But if you don’t post enough, you may still get flack.
Changing perspectives on family, identity
Society is progressing in a way that — to the dismay of some — represents more than the stereotypical, nuclear family of decades past. With gay marriage legalized in the US and many other countries, single parents raising kids, dads staying at home, and babies born from test-tubes, the new normal is that not everything has to be normal.
Traditional, of course, isn’t bad. But non-traditional isn’t necessarily either: studies find children of gay parents face no disadvantages compared to straight-born kids (in some cases the former may be better off due to less likelihood of accidental pregnancies).
Regardless, parents of all types will have to teach their children that families of all types coexist. Similarly, modern kids may grow up in an age more open to different forms of gender expressions — meaning girls can like what boys like and vice versa — and to different races, as well.
A noted irony of modern parenting is that parents who grew up without intense supervision are, today, watching their children closer than ever. Some call them “helicopter parents” because, you know. Hovering.
Is it paranoia? Maybe partially. Parents may fear their children will be kidnapped or hurt due to constant bombardments of horror stories on the news. But they also fear “good Samaritans” seeing children alone and calling CPS. They may also fear that communities are less protective, as they were when there was a network of stay-at-home mothers looking out.
There’s also been a push against this trend of oversight, called “free range kids:” a philosophy that children should be given a bit more independence, even if it means they have to wear a funny tag that says “I am not lost.”
For what it’s worth, studies suggest that kids with helicopter parents have trouble adjusting come college and have a higher likelihood of depression. But when the alternative is being charged for neglect, this is a tricky area to negotiate.
Lastly, modern parents have the unique dilemma of raising the first generation of technology natives. It’s hard to know absent of long-term studies how much letting little Johnny play with the tablet is good or bad for his brain development.
Most experts agree that it’s best to limit TV and electronic time for youngsters. But due to technology’s growing omnipresence, that’s becoming more and more difficult.

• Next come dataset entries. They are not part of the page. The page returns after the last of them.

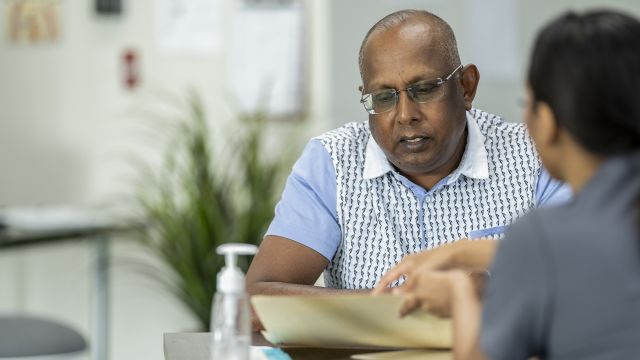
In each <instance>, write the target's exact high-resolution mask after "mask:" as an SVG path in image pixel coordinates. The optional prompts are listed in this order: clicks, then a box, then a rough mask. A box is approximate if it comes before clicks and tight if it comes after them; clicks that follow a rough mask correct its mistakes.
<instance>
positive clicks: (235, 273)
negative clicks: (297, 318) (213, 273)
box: [211, 243, 257, 360]
mask: <svg viewBox="0 0 640 360" xmlns="http://www.w3.org/2000/svg"><path fill="white" fill-rule="evenodd" d="M256 251H257V247H256V246H255V245H250V244H235V243H229V244H224V245H220V246H218V249H217V252H218V254H220V255H224V256H225V266H224V267H223V268H222V270H221V271H220V272H219V273H218V282H217V284H218V287H217V291H216V295H215V298H214V301H213V308H212V311H211V332H212V333H213V339H212V340H213V341H212V348H211V354H212V359H215V360H221V359H225V360H249V349H250V347H249V346H250V345H251V320H250V318H249V316H250V315H249V302H248V300H247V294H246V291H245V285H244V274H243V273H242V271H241V270H240V268H238V267H237V266H236V256H237V255H253V254H255V253H256Z"/></svg>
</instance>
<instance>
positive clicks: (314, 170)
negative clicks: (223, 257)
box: [266, 125, 571, 260]
mask: <svg viewBox="0 0 640 360" xmlns="http://www.w3.org/2000/svg"><path fill="white" fill-rule="evenodd" d="M481 136H482V135H481V134H480V133H479V131H478V129H477V125H475V126H470V127H469V135H468V142H469V144H468V146H467V150H466V151H470V154H469V155H470V156H465V157H464V158H465V159H466V162H465V163H461V164H460V166H459V168H458V170H457V171H455V172H454V173H456V174H458V175H457V176H462V175H464V176H469V177H478V178H482V177H485V176H488V174H487V172H488V171H487V159H486V150H485V148H484V145H483V142H482V141H481V140H482V139H481ZM389 171H393V172H396V173H397V171H396V170H395V169H394V168H393V167H392V166H391V164H389V162H388V160H387V158H386V156H385V155H384V153H383V152H382V149H380V147H379V146H378V145H377V144H376V142H375V141H374V140H373V138H370V139H369V142H368V143H367V158H366V163H365V173H364V176H365V177H376V176H380V175H382V174H384V173H386V172H389ZM397 175H398V176H400V177H401V178H402V182H403V183H405V185H407V187H409V188H410V189H411V190H412V191H413V192H414V194H415V195H416V196H421V195H423V194H420V193H424V192H426V190H425V189H424V188H422V187H420V186H418V185H416V184H414V183H412V182H411V181H410V180H409V179H407V178H405V177H404V176H402V175H400V174H399V173H397ZM456 180H457V177H455V178H452V177H451V176H449V177H447V178H445V179H443V181H441V182H440V183H439V184H438V185H436V187H434V189H436V188H437V187H438V186H441V185H445V183H449V182H452V181H456ZM434 189H431V191H433V190H434ZM336 194H337V189H336V173H335V168H334V166H333V162H332V160H331V156H330V155H329V153H328V152H327V150H326V148H325V147H324V145H323V144H322V143H321V142H320V140H317V139H312V140H311V141H310V142H309V143H308V144H307V146H306V147H305V149H304V151H303V153H302V155H301V156H300V158H299V159H298V161H297V162H296V164H295V165H294V166H293V170H292V172H291V174H290V175H289V178H288V180H287V183H286V186H285V189H284V192H283V193H282V198H281V200H280V202H279V203H278V205H277V206H276V209H275V217H274V219H273V221H272V223H271V225H270V226H269V229H268V230H267V233H266V235H275V236H281V237H285V238H287V239H291V240H294V241H296V242H298V243H300V244H302V245H305V246H307V247H309V248H311V249H313V250H315V251H317V252H319V253H320V254H322V255H323V256H324V257H326V258H327V259H328V260H331V259H332V258H333V256H334V254H335V252H336V249H337V248H338V245H339V244H340V241H341V238H342V233H341V230H340V226H339V224H338V218H337V200H336V196H337V195H336ZM570 197H571V191H570V189H569V187H568V186H566V185H564V184H562V183H560V182H558V181H556V180H554V179H552V178H551V176H549V174H548V172H547V171H545V170H542V171H541V173H540V175H539V177H538V183H537V185H536V189H535V204H534V205H535V206H537V207H540V206H551V205H555V204H561V203H564V202H566V201H567V200H568V199H569V198H570ZM477 236H478V237H480V236H482V234H477Z"/></svg>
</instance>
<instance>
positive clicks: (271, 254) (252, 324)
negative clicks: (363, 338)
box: [246, 236, 370, 331]
mask: <svg viewBox="0 0 640 360" xmlns="http://www.w3.org/2000/svg"><path fill="white" fill-rule="evenodd" d="M328 264H329V260H327V259H326V258H325V257H324V256H322V255H321V254H320V253H318V252H316V251H315V250H313V249H311V248H309V247H306V246H304V245H302V244H300V243H298V242H295V241H293V240H289V239H287V238H283V237H279V236H266V237H265V239H264V240H263V241H262V244H261V245H260V249H259V250H258V253H257V254H256V256H255V257H254V258H253V261H252V262H251V265H250V266H249V270H248V271H247V278H246V285H247V293H248V294H249V295H258V294H262V295H311V294H337V293H347V292H368V291H370V290H368V289H362V290H344V289H330V288H325V287H318V286H314V283H315V281H316V280H317V279H318V277H319V276H320V275H321V274H322V271H324V269H325V268H326V267H327V265H328ZM251 324H252V329H253V331H257V330H262V329H263V328H264V327H263V326H262V324H261V322H260V319H258V317H257V316H256V313H255V312H254V311H253V309H252V311H251Z"/></svg>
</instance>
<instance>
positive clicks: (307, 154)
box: [265, 139, 341, 260]
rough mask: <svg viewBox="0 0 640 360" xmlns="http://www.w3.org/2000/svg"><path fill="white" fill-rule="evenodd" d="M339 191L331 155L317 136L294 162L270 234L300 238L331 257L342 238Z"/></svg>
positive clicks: (277, 206) (308, 243) (270, 226)
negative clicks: (317, 137)
mask: <svg viewBox="0 0 640 360" xmlns="http://www.w3.org/2000/svg"><path fill="white" fill-rule="evenodd" d="M336 191H337V190H336V176H335V168H334V166H333V161H332V160H331V156H330V155H329V153H328V152H327V150H326V149H325V147H324V145H322V143H321V142H320V140H317V139H313V140H311V141H310V142H309V143H308V144H307V146H306V147H305V149H304V151H303V152H302V155H301V156H300V158H299V159H298V161H297V162H296V163H295V165H294V166H293V170H292V171H291V174H290V175H289V178H288V179H287V183H286V185H285V189H284V192H283V193H282V198H281V199H280V201H279V202H278V204H277V205H276V209H275V217H274V219H273V221H272V222H271V225H270V226H269V229H268V230H267V233H266V235H276V236H282V237H285V238H287V239H290V240H293V241H296V242H298V243H300V244H302V245H305V246H308V247H310V248H311V249H313V250H315V251H317V252H319V253H320V254H322V256H324V257H326V258H327V259H328V260H331V259H332V258H333V255H334V254H335V252H336V249H337V247H338V244H339V243H340V238H341V231H340V226H339V225H338V220H337V213H336V206H337V205H336V203H337V200H336ZM266 235H265V236H266Z"/></svg>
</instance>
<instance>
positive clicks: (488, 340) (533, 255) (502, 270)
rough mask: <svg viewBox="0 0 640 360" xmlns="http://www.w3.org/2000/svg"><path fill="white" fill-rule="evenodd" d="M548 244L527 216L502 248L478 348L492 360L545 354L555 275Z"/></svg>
mask: <svg viewBox="0 0 640 360" xmlns="http://www.w3.org/2000/svg"><path fill="white" fill-rule="evenodd" d="M536 230H537V231H536ZM544 244H545V243H544V241H543V240H542V235H541V231H540V228H539V226H534V225H532V217H531V216H526V217H525V218H523V219H522V220H520V221H518V222H517V223H515V224H514V225H513V226H511V228H510V229H509V230H508V231H507V234H506V236H505V239H504V240H502V241H501V242H500V244H499V245H498V250H497V252H496V257H495V259H494V262H493V264H492V266H491V278H490V280H489V284H488V287H487V290H486V293H485V297H484V302H483V313H482V329H481V332H480V334H481V335H480V344H481V346H482V349H483V350H484V352H485V354H486V355H487V356H488V357H489V358H490V359H493V360H501V359H508V360H513V359H522V360H525V359H528V358H529V357H532V356H544V353H545V350H544V349H545V344H546V340H545V334H546V333H547V331H546V330H547V329H548V322H549V317H548V315H549V313H550V309H549V308H550V305H549V304H550V298H551V290H550V289H551V286H550V284H549V281H550V275H549V274H550V272H551V271H552V269H551V268H550V264H551V261H550V260H549V254H548V251H547V250H546V248H545V245H544Z"/></svg>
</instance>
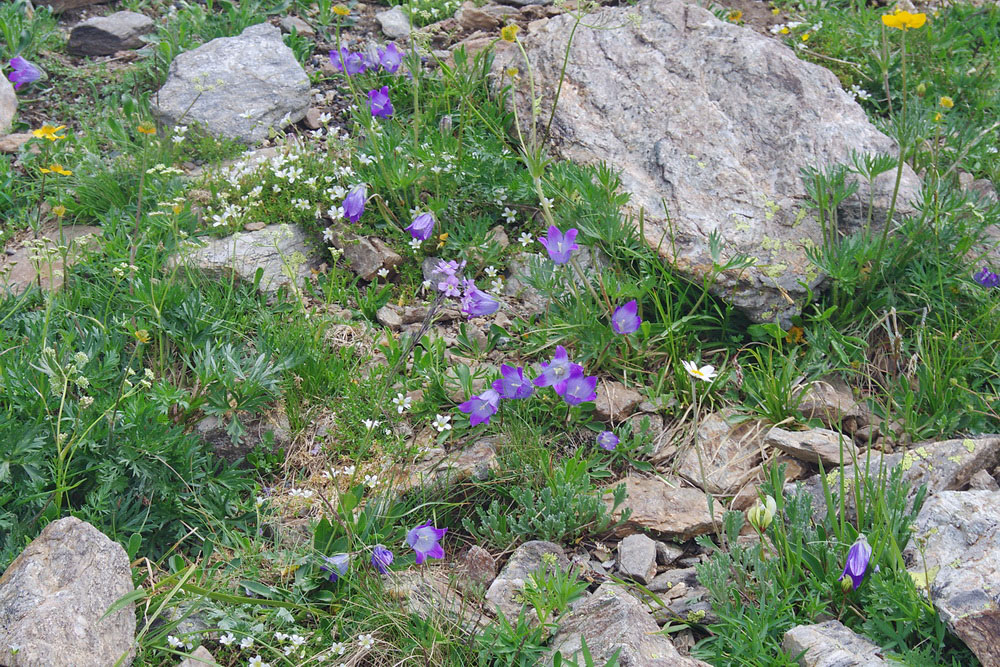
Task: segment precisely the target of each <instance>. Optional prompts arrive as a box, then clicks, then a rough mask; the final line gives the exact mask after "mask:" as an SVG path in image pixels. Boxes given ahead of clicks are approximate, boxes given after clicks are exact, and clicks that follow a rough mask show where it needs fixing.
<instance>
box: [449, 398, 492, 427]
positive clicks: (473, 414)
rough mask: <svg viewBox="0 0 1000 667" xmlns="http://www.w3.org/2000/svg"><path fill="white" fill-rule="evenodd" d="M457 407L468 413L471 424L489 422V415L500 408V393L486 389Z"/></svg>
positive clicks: (459, 408) (477, 423)
mask: <svg viewBox="0 0 1000 667" xmlns="http://www.w3.org/2000/svg"><path fill="white" fill-rule="evenodd" d="M458 409H459V410H461V411H462V412H464V413H465V414H467V415H469V424H470V425H471V426H477V425H479V424H489V423H490V417H492V416H493V415H495V414H496V413H497V410H499V409H500V394H499V392H497V391H496V390H495V389H487V390H486V391H484V392H483V393H481V394H480V395H479V396H473V397H472V398H470V399H469V400H467V401H466V402H465V403H462V404H461V405H459V406H458Z"/></svg>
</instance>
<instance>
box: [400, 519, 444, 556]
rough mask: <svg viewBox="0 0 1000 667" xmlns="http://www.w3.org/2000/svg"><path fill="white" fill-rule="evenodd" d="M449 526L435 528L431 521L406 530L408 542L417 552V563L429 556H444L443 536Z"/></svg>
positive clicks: (406, 537)
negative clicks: (414, 527) (446, 526)
mask: <svg viewBox="0 0 1000 667" xmlns="http://www.w3.org/2000/svg"><path fill="white" fill-rule="evenodd" d="M447 532H448V529H447V528H435V527H434V526H433V525H432V524H431V522H430V521H428V522H427V523H425V524H422V525H420V526H417V527H416V528H412V529H410V530H408V531H407V532H406V543H407V544H408V545H410V547H411V548H412V549H413V550H414V551H415V552H416V553H417V558H416V560H417V565H420V564H422V563H423V562H424V561H425V560H426V559H428V558H444V549H443V548H442V547H441V544H440V542H441V538H442V537H444V534H445V533H447Z"/></svg>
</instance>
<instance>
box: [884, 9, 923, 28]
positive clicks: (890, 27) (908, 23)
mask: <svg viewBox="0 0 1000 667" xmlns="http://www.w3.org/2000/svg"><path fill="white" fill-rule="evenodd" d="M882 23H884V24H885V25H886V26H888V27H890V28H895V29H896V30H909V29H910V28H920V27H923V25H924V24H925V23H927V14H922V13H918V14H911V13H910V12H908V11H905V10H902V9H897V10H896V11H895V13H893V14H883V15H882Z"/></svg>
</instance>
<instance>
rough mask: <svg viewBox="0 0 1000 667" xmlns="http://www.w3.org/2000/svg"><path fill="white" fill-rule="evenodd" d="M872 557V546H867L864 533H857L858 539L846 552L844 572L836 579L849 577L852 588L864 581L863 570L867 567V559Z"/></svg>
mask: <svg viewBox="0 0 1000 667" xmlns="http://www.w3.org/2000/svg"><path fill="white" fill-rule="evenodd" d="M871 557H872V548H871V547H870V546H868V540H866V539H865V536H864V535H858V540H857V541H856V542H855V543H854V544H852V545H851V548H850V550H849V551H848V552H847V564H845V565H844V572H843V574H841V575H840V579H839V580H838V581H843V580H844V577H850V578H851V585H852V586H853V587H854V590H858V586H860V585H861V582H862V581H864V578H865V571H866V570H867V569H868V561H869V560H871Z"/></svg>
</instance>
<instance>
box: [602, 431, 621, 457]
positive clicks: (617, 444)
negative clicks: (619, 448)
mask: <svg viewBox="0 0 1000 667" xmlns="http://www.w3.org/2000/svg"><path fill="white" fill-rule="evenodd" d="M619 442H621V441H620V440H619V439H618V436H617V435H615V434H614V433H612V432H611V431H602V432H601V434H600V435H598V436H597V446H598V447H600V448H601V449H606V450H608V451H609V452H613V451H615V447H617V446H618V443H619Z"/></svg>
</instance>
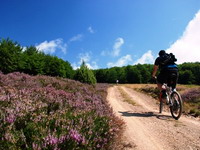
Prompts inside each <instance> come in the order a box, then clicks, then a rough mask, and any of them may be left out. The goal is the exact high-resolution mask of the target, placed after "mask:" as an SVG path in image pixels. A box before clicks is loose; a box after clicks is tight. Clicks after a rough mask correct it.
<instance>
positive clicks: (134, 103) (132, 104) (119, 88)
mask: <svg viewBox="0 0 200 150" xmlns="http://www.w3.org/2000/svg"><path fill="white" fill-rule="evenodd" d="M119 92H120V94H121V95H122V98H123V101H124V102H127V103H129V104H131V105H133V106H135V105H136V103H135V102H134V101H133V100H132V98H131V97H130V96H129V95H128V94H127V93H126V92H125V91H124V90H123V89H122V88H121V87H119Z"/></svg>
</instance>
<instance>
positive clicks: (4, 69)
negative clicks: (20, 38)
mask: <svg viewBox="0 0 200 150" xmlns="http://www.w3.org/2000/svg"><path fill="white" fill-rule="evenodd" d="M21 54H22V47H21V46H20V45H19V44H18V43H17V42H13V41H12V40H10V39H9V38H8V39H2V40H1V41H0V60H1V61H0V70H1V71H2V72H3V73H10V72H14V71H18V70H20V69H21V68H22V61H21V60H22V59H21V58H22V55H21Z"/></svg>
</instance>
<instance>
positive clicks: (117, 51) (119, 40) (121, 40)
mask: <svg viewBox="0 0 200 150" xmlns="http://www.w3.org/2000/svg"><path fill="white" fill-rule="evenodd" d="M123 44H124V39H123V38H118V39H116V41H115V44H114V46H113V52H112V54H113V56H119V53H120V51H121V46H122V45H123Z"/></svg>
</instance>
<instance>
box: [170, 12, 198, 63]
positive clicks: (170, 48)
mask: <svg viewBox="0 0 200 150" xmlns="http://www.w3.org/2000/svg"><path fill="white" fill-rule="evenodd" d="M167 52H172V53H174V54H175V56H176V58H177V59H178V61H177V63H184V62H195V61H200V11H198V12H197V14H196V15H195V17H194V18H193V19H192V20H191V21H190V22H189V23H188V25H187V27H186V29H185V31H184V33H183V35H182V36H181V37H180V39H178V40H177V41H176V42H175V43H173V44H172V45H171V46H170V48H169V49H167Z"/></svg>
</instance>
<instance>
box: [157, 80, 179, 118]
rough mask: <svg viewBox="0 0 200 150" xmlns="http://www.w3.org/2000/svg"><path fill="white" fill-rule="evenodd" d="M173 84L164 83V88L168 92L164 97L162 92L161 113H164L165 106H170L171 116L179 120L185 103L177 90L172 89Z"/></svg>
mask: <svg viewBox="0 0 200 150" xmlns="http://www.w3.org/2000/svg"><path fill="white" fill-rule="evenodd" d="M171 85H172V84H166V83H164V84H163V86H162V88H163V89H165V90H166V96H165V98H162V97H163V93H162V92H160V107H159V112H160V113H162V111H163V105H164V103H166V104H167V105H168V106H169V109H170V112H171V115H172V117H173V118H174V119H176V120H178V119H179V118H180V117H181V114H182V110H183V102H182V98H181V96H180V94H179V93H178V91H176V89H175V88H174V89H173V88H172V86H171Z"/></svg>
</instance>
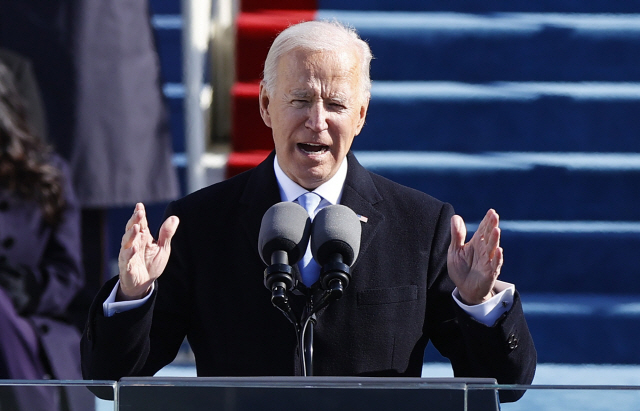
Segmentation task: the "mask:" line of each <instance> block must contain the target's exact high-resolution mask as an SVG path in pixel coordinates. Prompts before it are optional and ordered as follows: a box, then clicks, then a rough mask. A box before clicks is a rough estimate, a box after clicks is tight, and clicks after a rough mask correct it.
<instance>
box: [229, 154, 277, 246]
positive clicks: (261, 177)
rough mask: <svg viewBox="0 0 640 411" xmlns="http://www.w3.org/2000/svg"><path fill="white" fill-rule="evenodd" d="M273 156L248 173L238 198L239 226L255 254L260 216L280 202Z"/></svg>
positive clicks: (257, 236)
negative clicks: (240, 214) (242, 187)
mask: <svg viewBox="0 0 640 411" xmlns="http://www.w3.org/2000/svg"><path fill="white" fill-rule="evenodd" d="M274 156H275V152H272V153H271V154H270V155H269V156H268V157H267V158H266V159H265V160H264V161H263V162H262V163H260V164H258V166H257V167H256V168H255V169H253V170H252V171H249V172H250V173H251V175H250V176H249V179H248V180H247V184H246V185H245V188H244V192H243V193H242V196H241V197H240V204H239V206H240V207H241V214H242V218H241V219H240V224H241V225H242V228H243V230H244V231H245V233H246V235H247V236H248V237H249V238H250V240H251V244H253V246H254V250H255V251H256V252H257V251H258V236H259V234H260V225H261V224H262V216H263V215H264V213H266V212H267V210H268V209H269V207H271V206H272V205H274V204H276V203H278V202H280V201H281V200H280V189H279V188H278V181H277V180H276V175H275V172H274V171H273V159H274Z"/></svg>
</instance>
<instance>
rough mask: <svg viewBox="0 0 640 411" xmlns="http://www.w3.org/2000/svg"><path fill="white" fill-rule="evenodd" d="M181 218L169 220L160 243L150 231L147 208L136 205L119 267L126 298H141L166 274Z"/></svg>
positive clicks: (162, 232) (120, 288)
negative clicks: (164, 272)
mask: <svg viewBox="0 0 640 411" xmlns="http://www.w3.org/2000/svg"><path fill="white" fill-rule="evenodd" d="M178 223H179V221H178V218H177V217H174V216H172V217H169V218H168V219H167V220H166V221H165V222H164V223H163V224H162V227H161V228H160V234H159V236H158V241H157V242H156V241H154V239H153V236H152V235H151V233H150V232H149V228H148V225H147V221H146V217H145V215H144V207H143V206H142V205H141V204H139V205H136V209H135V211H134V214H133V216H132V217H131V218H130V219H129V221H128V222H127V227H126V232H125V234H124V236H123V237H122V244H121V248H120V255H119V256H118V267H119V270H120V292H119V294H118V295H119V297H120V298H122V299H134V298H139V297H140V296H143V295H144V294H146V293H147V290H148V289H149V287H150V286H151V284H152V283H153V281H155V280H156V279H157V278H158V277H159V276H160V275H161V274H162V272H163V271H164V268H165V267H166V265H167V261H168V260H169V255H170V253H171V246H170V243H171V237H173V234H174V233H175V230H176V229H177V226H178Z"/></svg>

Further, the threat of cyber bullying and exposure to other forms of abuse or, ahem, age inappropriate content is much more arduous to contain.
The moral of the story? Give parents a little bit of a break; they have the future in their hands and sympathy goes a lot further than ridicule — especially on the Internet. And for non-parents: today’s kids will run the world someday, meaning they are your problem too whether you like it or not.